2.3.4.1 Examining the Information Seeking Mantra

Each component of the Information Seeking Mantra serves to facilitate the analysts quest to answer their research question and is worthy of independent examination. An insightful analysis of the mantra is provided by Craft & Cairns who identified what can be learnt from the mantra (Craft & Cairns, 2005). Their findings are summarised by mantra section below:

2.3.4.2 Overview

The presentation of a complete overview of the dataset is of primary importance as it provides context for all the stages that follow.
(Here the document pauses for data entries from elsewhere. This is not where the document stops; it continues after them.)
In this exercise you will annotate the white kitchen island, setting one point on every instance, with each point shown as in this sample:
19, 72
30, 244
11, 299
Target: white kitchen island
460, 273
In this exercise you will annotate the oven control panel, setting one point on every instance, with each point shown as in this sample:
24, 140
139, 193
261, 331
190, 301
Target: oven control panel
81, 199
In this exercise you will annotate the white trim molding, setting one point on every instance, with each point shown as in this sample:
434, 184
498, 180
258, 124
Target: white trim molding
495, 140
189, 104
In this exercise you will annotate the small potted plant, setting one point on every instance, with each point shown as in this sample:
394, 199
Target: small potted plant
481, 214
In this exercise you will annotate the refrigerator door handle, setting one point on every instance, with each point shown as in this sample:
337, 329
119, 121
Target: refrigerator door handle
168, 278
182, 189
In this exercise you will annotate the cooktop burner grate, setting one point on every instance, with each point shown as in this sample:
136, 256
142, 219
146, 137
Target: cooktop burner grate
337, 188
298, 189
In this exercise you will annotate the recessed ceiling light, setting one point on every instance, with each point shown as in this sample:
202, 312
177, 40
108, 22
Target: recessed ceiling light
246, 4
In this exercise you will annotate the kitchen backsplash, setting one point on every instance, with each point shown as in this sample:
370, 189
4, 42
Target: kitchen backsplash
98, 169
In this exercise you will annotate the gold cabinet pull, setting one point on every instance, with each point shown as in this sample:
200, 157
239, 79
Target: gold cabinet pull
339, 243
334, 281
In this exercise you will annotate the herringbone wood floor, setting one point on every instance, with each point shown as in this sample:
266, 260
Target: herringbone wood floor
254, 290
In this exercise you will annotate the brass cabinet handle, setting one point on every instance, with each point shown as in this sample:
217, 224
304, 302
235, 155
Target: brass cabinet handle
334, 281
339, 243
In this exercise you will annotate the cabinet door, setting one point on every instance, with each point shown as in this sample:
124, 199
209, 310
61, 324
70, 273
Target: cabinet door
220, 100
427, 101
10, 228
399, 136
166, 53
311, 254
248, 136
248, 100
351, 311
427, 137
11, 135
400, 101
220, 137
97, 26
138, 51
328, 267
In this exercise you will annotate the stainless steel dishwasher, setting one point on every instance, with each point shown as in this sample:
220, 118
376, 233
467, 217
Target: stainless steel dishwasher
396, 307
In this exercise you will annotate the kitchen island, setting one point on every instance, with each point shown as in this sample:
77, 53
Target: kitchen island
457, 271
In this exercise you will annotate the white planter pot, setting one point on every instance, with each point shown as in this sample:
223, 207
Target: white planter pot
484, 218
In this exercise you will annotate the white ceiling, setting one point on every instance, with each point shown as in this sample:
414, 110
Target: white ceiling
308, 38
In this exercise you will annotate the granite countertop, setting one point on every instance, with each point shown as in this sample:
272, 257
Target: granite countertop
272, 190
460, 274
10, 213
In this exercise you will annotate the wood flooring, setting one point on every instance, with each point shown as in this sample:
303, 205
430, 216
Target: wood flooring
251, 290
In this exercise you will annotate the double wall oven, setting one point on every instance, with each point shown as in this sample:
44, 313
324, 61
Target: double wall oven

Many patterns and themes within a dataset can be see only in the context of the entire dataset and therefore this forms the first step of the analysts ‘visual thinking’ in examining the patterns within a dataset. The primary goal is to identify features that are considered ‘interesting’ within the context of the research question being asked. The recognition of the ‘interesting’ patterns (mostly by the analysts visual cortex) and the selection of those relevant to the research question forms the basis for the next step of the visual information seeking process by selecting candidates to be retained or eliminated in the zoom & filter step.

2.3.4.3 Zoom and Filter

Both zooming and filtering serve the same purpose specifically “reducing the complexity of the data representation by removing extraneous information from view and allowing for further data organization” (Craft & Cairns, 2005). The difference between the two is subtle and is further complicated by the fact that zooming is itself usually divided into two possible actions – Zooming-in and Zooming-out. At the highest level the distinction between zooming and filtering can be stated as:

i. Zooming – adjustment, by the user, of the size and position of data elements. Zooming may be regarded as “filtering by navigation and change of representational vantage point” (Craft & Cairns, 2005).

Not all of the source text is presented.